Jack links to a piece on Wired by Clive Thompson called "It's time to make code more tinker friendly." He's absolutely right.

The article argues in favour of maintaining "a simple on-ramp" for the web so that those with little experience can jump in and not be put off by overly complex languages and frameworks.

I was immediately reminded of "Resilient Web Design" by Jeremy Keith in which he discusses different types of language. He states that HTML and CSS are declarative languages in which the author "describes a desired outcome without providing step‐by‐step instructions." This is in contrast to imperative languages (like Perl or C++) where precise instructions must be given or nothing works.
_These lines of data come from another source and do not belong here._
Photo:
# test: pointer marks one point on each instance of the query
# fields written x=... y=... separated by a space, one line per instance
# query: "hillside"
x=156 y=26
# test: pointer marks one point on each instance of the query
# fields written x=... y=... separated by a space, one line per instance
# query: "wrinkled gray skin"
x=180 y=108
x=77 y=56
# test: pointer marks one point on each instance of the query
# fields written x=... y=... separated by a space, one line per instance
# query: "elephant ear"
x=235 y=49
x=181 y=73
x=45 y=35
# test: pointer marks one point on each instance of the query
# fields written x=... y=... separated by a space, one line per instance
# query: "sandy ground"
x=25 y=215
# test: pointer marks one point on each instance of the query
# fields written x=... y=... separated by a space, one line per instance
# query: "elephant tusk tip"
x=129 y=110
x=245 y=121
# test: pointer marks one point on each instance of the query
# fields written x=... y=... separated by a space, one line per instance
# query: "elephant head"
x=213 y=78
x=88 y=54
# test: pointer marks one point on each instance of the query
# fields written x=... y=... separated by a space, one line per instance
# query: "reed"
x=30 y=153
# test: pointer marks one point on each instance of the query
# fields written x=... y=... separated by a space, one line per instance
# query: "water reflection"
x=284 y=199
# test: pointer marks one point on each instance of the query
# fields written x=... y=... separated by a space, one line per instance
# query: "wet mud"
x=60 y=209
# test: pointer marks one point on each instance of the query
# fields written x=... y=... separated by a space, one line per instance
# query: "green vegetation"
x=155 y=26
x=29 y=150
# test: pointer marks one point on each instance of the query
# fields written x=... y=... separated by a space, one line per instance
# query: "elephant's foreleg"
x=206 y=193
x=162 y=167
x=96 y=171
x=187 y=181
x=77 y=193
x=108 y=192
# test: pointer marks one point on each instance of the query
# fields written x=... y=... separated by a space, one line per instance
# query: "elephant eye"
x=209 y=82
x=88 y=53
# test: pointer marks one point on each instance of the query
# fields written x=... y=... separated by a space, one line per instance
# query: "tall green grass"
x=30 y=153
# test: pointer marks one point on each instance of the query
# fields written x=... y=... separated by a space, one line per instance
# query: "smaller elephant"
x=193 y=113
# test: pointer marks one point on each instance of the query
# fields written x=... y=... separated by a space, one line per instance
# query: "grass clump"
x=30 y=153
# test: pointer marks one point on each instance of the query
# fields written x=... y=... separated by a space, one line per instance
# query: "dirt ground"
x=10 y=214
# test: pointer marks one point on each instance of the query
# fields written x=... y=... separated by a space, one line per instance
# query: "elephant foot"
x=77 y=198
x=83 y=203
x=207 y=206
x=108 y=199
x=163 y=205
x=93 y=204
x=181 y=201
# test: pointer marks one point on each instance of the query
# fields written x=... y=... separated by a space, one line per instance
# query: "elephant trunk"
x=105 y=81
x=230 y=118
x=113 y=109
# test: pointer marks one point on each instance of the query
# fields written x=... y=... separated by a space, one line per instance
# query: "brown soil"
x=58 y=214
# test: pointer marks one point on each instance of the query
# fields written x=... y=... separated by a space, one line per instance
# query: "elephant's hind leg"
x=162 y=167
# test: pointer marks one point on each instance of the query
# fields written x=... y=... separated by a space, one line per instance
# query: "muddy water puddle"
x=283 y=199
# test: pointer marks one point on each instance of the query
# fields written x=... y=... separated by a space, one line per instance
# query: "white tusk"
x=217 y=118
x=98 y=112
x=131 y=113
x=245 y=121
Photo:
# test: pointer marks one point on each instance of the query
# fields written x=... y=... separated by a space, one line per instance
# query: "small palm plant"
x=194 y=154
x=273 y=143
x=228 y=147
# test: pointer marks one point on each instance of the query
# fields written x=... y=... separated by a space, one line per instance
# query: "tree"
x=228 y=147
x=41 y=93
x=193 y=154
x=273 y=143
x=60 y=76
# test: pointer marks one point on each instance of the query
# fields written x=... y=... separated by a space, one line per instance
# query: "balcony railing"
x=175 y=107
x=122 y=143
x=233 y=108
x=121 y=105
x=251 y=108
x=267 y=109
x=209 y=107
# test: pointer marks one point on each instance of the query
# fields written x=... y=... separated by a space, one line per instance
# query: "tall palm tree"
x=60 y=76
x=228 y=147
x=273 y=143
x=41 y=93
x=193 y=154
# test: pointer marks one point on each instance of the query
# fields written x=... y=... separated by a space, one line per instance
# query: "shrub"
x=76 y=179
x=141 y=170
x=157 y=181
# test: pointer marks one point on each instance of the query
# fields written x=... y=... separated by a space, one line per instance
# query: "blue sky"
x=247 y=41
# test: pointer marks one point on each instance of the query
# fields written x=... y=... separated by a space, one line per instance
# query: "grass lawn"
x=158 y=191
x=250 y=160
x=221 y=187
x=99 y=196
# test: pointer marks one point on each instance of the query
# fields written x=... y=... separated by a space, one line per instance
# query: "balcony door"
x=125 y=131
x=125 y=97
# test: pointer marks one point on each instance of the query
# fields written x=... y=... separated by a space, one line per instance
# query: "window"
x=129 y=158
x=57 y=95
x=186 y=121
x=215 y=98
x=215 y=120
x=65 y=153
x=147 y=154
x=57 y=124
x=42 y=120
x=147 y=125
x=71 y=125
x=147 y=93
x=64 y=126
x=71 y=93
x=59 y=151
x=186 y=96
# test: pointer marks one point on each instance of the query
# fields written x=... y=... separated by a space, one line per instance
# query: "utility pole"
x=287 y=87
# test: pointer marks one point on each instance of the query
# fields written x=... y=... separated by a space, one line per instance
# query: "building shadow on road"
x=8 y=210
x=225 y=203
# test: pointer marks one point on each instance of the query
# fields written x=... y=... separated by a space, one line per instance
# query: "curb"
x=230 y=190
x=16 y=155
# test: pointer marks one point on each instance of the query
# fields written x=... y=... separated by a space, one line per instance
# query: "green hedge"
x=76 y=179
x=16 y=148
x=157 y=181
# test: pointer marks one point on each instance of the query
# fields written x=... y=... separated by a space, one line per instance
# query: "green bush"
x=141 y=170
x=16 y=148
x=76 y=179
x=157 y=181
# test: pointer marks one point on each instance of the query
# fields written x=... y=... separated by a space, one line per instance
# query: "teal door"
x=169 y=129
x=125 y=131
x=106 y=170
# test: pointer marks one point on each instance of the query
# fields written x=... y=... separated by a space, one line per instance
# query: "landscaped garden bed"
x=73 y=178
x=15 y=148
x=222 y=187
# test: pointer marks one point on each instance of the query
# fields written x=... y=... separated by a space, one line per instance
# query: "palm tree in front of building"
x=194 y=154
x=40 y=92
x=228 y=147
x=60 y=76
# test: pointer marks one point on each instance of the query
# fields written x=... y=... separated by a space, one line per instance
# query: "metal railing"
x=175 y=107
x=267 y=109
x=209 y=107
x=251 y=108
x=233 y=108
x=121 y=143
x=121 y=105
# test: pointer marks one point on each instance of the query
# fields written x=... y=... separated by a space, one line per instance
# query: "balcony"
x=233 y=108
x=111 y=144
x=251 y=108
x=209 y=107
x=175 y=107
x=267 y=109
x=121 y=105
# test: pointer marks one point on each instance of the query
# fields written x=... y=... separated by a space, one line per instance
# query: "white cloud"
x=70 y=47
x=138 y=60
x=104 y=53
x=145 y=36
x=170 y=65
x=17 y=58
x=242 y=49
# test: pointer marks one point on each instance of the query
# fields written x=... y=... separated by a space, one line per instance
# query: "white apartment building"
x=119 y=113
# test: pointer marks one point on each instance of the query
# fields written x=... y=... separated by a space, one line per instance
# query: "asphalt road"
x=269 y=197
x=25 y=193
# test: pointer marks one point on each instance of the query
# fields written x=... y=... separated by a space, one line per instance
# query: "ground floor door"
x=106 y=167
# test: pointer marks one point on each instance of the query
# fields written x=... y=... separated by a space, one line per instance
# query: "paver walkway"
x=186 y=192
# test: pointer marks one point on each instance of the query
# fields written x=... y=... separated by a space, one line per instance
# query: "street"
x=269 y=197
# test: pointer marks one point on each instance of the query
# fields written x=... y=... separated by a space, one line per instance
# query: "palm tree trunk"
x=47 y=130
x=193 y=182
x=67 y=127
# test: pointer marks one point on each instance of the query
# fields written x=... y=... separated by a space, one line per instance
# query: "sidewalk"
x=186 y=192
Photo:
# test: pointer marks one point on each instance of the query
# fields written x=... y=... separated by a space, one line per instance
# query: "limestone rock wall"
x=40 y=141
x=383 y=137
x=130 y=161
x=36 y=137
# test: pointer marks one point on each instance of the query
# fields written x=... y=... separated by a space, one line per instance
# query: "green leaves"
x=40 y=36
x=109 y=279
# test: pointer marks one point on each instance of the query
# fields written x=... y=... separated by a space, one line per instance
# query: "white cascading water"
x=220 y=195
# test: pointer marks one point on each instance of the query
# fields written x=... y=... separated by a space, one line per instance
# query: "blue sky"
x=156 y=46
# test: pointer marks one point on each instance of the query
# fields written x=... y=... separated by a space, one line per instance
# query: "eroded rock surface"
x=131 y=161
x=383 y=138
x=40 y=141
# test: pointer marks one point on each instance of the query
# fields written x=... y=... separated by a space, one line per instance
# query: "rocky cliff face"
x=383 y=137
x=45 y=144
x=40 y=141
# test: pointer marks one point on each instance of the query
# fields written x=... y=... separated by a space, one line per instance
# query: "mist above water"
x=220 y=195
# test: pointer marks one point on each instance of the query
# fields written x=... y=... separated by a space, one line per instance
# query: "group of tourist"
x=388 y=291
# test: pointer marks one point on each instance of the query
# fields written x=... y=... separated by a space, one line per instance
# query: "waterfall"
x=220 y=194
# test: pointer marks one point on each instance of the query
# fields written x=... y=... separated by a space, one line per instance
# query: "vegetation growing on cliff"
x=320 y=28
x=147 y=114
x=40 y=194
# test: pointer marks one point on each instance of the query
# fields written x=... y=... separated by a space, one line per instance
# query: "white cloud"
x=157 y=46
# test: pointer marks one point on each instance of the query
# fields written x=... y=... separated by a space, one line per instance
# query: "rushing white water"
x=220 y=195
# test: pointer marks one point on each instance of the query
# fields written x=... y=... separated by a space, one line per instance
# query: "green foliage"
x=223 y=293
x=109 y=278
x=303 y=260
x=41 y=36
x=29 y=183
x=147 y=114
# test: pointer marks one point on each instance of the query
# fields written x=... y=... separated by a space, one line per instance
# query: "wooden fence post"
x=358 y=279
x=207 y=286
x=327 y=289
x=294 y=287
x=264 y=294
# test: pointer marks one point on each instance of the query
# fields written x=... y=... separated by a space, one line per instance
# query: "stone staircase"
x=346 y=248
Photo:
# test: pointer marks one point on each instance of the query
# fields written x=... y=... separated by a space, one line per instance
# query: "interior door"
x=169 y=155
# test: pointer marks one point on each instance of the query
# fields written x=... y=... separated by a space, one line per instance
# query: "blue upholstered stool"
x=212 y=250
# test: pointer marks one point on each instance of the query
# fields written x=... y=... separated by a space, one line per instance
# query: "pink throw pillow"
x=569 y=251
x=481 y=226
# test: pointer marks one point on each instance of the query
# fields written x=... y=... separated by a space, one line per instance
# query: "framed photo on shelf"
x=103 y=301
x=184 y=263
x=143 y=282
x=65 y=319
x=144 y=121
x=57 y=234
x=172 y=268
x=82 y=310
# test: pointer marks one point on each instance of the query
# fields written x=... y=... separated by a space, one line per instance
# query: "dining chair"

But we can go further than that.

In an episode of The Run Loop podcast Laura Savino talks about the difference between human language versus computer languages:

"with natural languages you can get by with a lot of hand waving"

Even if you aren't fluent in a foreign human language you can get by knowing some words, even if your grammar is bad, because the person you are talking to is able to interpret sufficiently to grasp what you are saying.

Coding, however, is exacting in its requirements. If something isn't absolutely correct then you won't get a result.

While browsers can be pretty forgiving in the way they render HTML you still have to be quite clear in what you write. Tags must be correctly closed and nested and you can't forget angle brackets or whole sections of content can be mistaken for malformed attributes and not displayed.

I think about how kids are introduced to programming: getting basic robots to achieve goals by giving them very simple commands - turn left, go forward, if you hit something go the other way.

From here consider how functionality within certain apps works where you don't have to be precise, but work within a set of parameters. Rather than giving an exact date you can say "next Wednesday" or "the second Saturday of the month" and the app will interpret this.

Thompson talks about taking existing, well commented code and remixing it, tinkering, to get a grasp on how things work but, what if web development could be simpler?

What if we had engines and parsers (AI?) that could interpret imprecise commands and still return a pretty good approximation of what you intended without even having to write a single HTML tag?

What if we could remove the need to learn by tinkering because the AI took care of all that for us? There's no easier on ramp than your own natural language.